Department of Chemistry, Life Sciences and Environmental Sustainability, University of Parma, Parco Area delle Scienze 23/A, 43124, Parma, Italy.
Biosystems. 2021 Sep;207:104468. doi: 10.1016/j.biosystems.2021.104468. Epub 2021 Jun 30.
In eukaryotes, RNA polymerase II (Pol II) is responsible for the synthesis of all mRNAs and myriads of short and long untranslated RNAs, whose fabrication involves close spatiotemporal coordination between transcription, RNA processing and chromatin modification. Crucial for such a coordination is an unusual C-terminal domain (CTD) of the Pol II largest subunit, made of tandem repetitions (26 in yeast, 52 in chordates) of the heptapeptide with the consensus sequence YSPTSPS. Although largely unstructured and with poor sequence content, the Pol II CTD derives its extraordinary functional versatility from the fact that each amino acid in the heptapeptide can be posttranslationally modified, and that different combinations of CTD covalent marks are specifically recognized by different protein binding partners.
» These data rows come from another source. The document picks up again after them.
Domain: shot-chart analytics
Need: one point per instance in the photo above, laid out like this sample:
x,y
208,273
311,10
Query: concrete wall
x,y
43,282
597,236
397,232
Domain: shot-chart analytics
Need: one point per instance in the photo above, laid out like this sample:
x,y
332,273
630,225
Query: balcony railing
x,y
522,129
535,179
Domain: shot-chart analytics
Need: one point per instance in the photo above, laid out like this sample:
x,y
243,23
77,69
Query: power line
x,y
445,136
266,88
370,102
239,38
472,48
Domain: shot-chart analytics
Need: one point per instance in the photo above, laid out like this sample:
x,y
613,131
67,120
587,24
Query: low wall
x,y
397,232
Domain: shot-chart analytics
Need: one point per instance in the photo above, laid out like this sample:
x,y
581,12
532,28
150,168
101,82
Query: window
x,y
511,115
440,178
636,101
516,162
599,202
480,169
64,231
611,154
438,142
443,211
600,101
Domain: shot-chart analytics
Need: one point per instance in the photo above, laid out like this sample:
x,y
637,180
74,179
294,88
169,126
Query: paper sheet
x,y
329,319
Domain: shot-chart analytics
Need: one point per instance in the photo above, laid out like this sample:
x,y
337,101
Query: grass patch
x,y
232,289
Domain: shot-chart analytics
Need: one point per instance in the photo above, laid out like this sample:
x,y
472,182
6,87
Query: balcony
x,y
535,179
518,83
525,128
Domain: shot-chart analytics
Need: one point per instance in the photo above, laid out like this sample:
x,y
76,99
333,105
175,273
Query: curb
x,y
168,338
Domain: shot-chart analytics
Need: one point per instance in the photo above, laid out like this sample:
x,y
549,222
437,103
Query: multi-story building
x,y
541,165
These features have led to propose the existence of a Pol II CTD code, but this expression is generally used by authors with some caution, revealed by the frequent use of quote marks for the word 'code'. Based on the theoretical framework of code biology, it is argued here that the Pol II CTD modification system meets the requirements of a true organic code, where different CTD modification states represent organic signs whose organic meanings are biological reactions contributing to the many facets of RNA biogenesis in coordination with RNA synthesis by Pol II. Importantly, the Pol II CTD code is instantiated by adaptor proteins possessing at least two distinct domains, one of which devoted to specific recognition of CTD modification profiles. Furthermore, code rules can be altered by experimental interchange of CTD recognition domains of different adaptor proteins, a fact arguing in favor of the arbitrariness, and thus bona fide character, of the Pol II CTD code. Since the growing family of CTD adaptors includes RNA binding proteins and histone modification complexes, the Pol II CTD code is by its nature integrated with other organic codes, in particular the splicing code and the histone code. These issues will be discussed taking into account fascinating developments in Pol II CTD research, like the discovery of novel modifications at non-consensus sites, the recently recognized CTD physicochemical properties favoring liquid-liquid phase separation, and the discovery that the Pol II CTD, originated before the divergence of most extant eukaryotic taxa, has expanded and diversified with developmental complexity in animals and plants.
在真核生物中,RNA 聚合酶 II(Pol II)负责合成所有的 mRNA 和无数的短链和长链非编码 RNA,其合成涉及转录、RNA 加工和染色质修饰之间的紧密时空协调。这种协调的关键是 Pol II 大亚基的一个不寻常的 C 端结构域(CTD),它由七肽重复序列(酵母中 26 个,脊椎动物中 52 个)组成,该序列的共识序列为 YSPTSPS。尽管 CTD 大部分没有结构且序列含量较差,但 Pol II CTD 具有非凡的多功能性,这是因为七肽中的每个氨基酸都可以进行翻译后修饰,并且 CTD 共价标记的不同组合被不同的蛋白结合伴侣特异性识别。这些特征导致提出了 Pol II CTD 密码的存在,但这个表达通常被作者谨慎使用,这可以从“密码”一词经常使用引号来证明。基于代码生物学的理论框架,本文认为 Pol II CTD 修饰系统符合真正有机代码的要求,其中不同的 CTD 修饰状态代表有机符号,其有机意义是通过 Pol II 与 RNA 合成协调参与 RNA 生物发生的许多方面的生物反应。重要的是,Pol II CTD 密码由至少具有两个不同结构域的衔接蛋白实例化,其中一个结构域专门用于识别 CTD 修饰谱。此外,通过不同衔接蛋白的 CTD 识别结构域的实验交换可以改变代码规则,这一事实支持了 Pol II CTD 密码的任意性,因此是真正的有机代码。由于 CTD 衔接蛋白的家族不断增加,包括 RNA 结合蛋白和组蛋白修饰复合物,因此 Pol II CTD 密码本质上与其他有机代码集成在一起,特别是剪接代码和组蛋白代码。在考虑 Pol II CTD 研究中引人入胜的发展时,如在非共识位点发现新的修饰、最近认识到的有利于液-液相分离的 CTD 物理化学性质,以及发现 Pol II CTD 起源于大多数现存真核生物分类群分化之前,并随着动物和植物的发育复杂性而扩张和多样化时,将讨论这些问题。